Début 1944, ce sera hélas infiniment plus dramatique. Oïzer Goldberg, le grand-père des enfants, est déporté sans retour par le convoi n° 67 du 3 février. Parti de Drancy vers Auschwitz, ce convoi emporte 1214 juifs. Ils ne seront que 26 survivants en 1945…
Les parents Grodner prirent alors la décision de déplacer les enfants.
En effet, les persécutions raciales s'intensifiaient. De plus, à Serbonnes, quelques voisins estimaient que les "petits Juifs allaient amener le malheur sur le village".
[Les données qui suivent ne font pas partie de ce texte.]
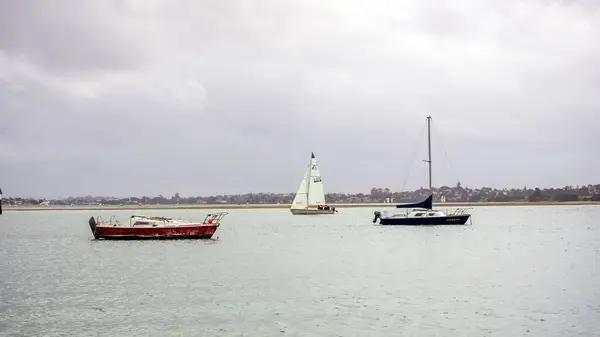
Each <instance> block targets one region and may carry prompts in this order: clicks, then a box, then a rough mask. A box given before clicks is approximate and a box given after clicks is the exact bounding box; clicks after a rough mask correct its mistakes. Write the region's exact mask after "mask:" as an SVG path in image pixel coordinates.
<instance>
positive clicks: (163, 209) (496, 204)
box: [3, 201, 600, 212]
mask: <svg viewBox="0 0 600 337" xmlns="http://www.w3.org/2000/svg"><path fill="white" fill-rule="evenodd" d="M567 205H571V206H586V205H594V206H600V202H598V201H567V202H558V201H540V202H527V201H518V202H452V203H450V202H448V203H434V207H435V208H448V207H480V206H567ZM330 206H333V207H335V208H392V207H395V206H396V204H395V203H367V204H330ZM289 207H290V205H289V204H253V205H251V204H247V205H232V204H218V205H206V204H205V205H143V206H138V205H124V206H113V205H102V206H72V207H69V206H47V207H41V206H37V205H32V206H18V207H15V206H12V207H8V206H3V211H6V212H9V211H96V210H98V211H121V210H211V209H218V210H223V209H286V208H289Z"/></svg>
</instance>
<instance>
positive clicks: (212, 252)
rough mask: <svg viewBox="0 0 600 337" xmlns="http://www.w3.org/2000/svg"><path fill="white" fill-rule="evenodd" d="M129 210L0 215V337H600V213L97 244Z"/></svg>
mask: <svg viewBox="0 0 600 337" xmlns="http://www.w3.org/2000/svg"><path fill="white" fill-rule="evenodd" d="M129 212H130V211H126V212H115V211H105V212H90V211H49V212H10V211H7V212H5V213H4V215H2V216H0V254H1V256H0V291H1V292H0V335H2V336H503V337H504V336H600V270H599V268H598V264H599V263H600V250H599V248H600V221H599V219H600V207H594V206H565V207H558V206H548V207H478V208H476V209H475V210H473V225H472V226H465V227H461V226H447V227H382V226H374V225H373V224H372V223H371V222H370V221H371V219H372V214H373V210H371V209H342V210H340V214H338V215H333V216H293V215H291V214H290V213H289V211H287V210H239V211H231V212H230V214H229V216H228V217H226V218H225V220H224V223H223V225H222V227H221V228H219V230H218V231H217V234H216V235H217V236H218V237H219V240H217V241H194V240H191V241H129V242H127V241H124V242H118V241H117V242H111V241H94V240H92V235H91V233H90V230H89V227H88V225H87V219H88V218H89V217H90V216H91V215H98V214H100V215H103V216H105V217H108V216H109V215H111V214H116V215H118V216H119V217H120V218H121V219H123V220H125V219H126V218H127V216H129V215H130V213H129ZM144 214H151V215H166V216H175V215H184V216H200V215H201V214H203V212H199V211H146V212H144Z"/></svg>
En conséquence, Eliane et Claude Grodner sont évacués chez les sœurs d’Eugénie Peteuil : Mathilde Faucher et Léontine Bouchaillou.
Pour ce voyage à risques, c’est Emmanuel Peteuil lui-même qui accompagne les deux enfants. Au passage de la ligne de démarcation, Claude, muni des papiers d'identité de Bernard Peteuil, n'eut aucun problème.
En revanche, faute de documents pour Eliane, Emmanuel Peteuil la dissimula habilement avec son imperméable. Les autres voyageurs du compartiment ne dirent rien... et le contrôle se passa sans encombre.
Arrivés au but du voyage : Theil, par Estivaux, Eliane est confiée à Mathilde Faucher, dite Marthe. Celle-ci était dans sa trentaine et s’occupait seule de la ferme car son mari était prisonnier de guerre.
Claude, lui, est pris en charge par Léontine Bouchaillou et par son mari Élie, parents de Maurice (né en 1926).
Avec beaucoup de gentillesse et d'humanité, les petits Grodner furent mis à l’abri de la guerre et de la Shoah jusqu'à l'automne 1944..."
Cérémonie à Serbonnes (DR).
De g. à dr. : Régine Sigal, déléguée du Comité Français pour Yad Vashem,
Bernard Peteuil avec le Diplôme et la Médaille de ses parents,
Nicole Caminade, déléguée du CF.
L'une des jeunes qui, participant activement à cette cérémonie, la rendirent plus émouvante encore (DR).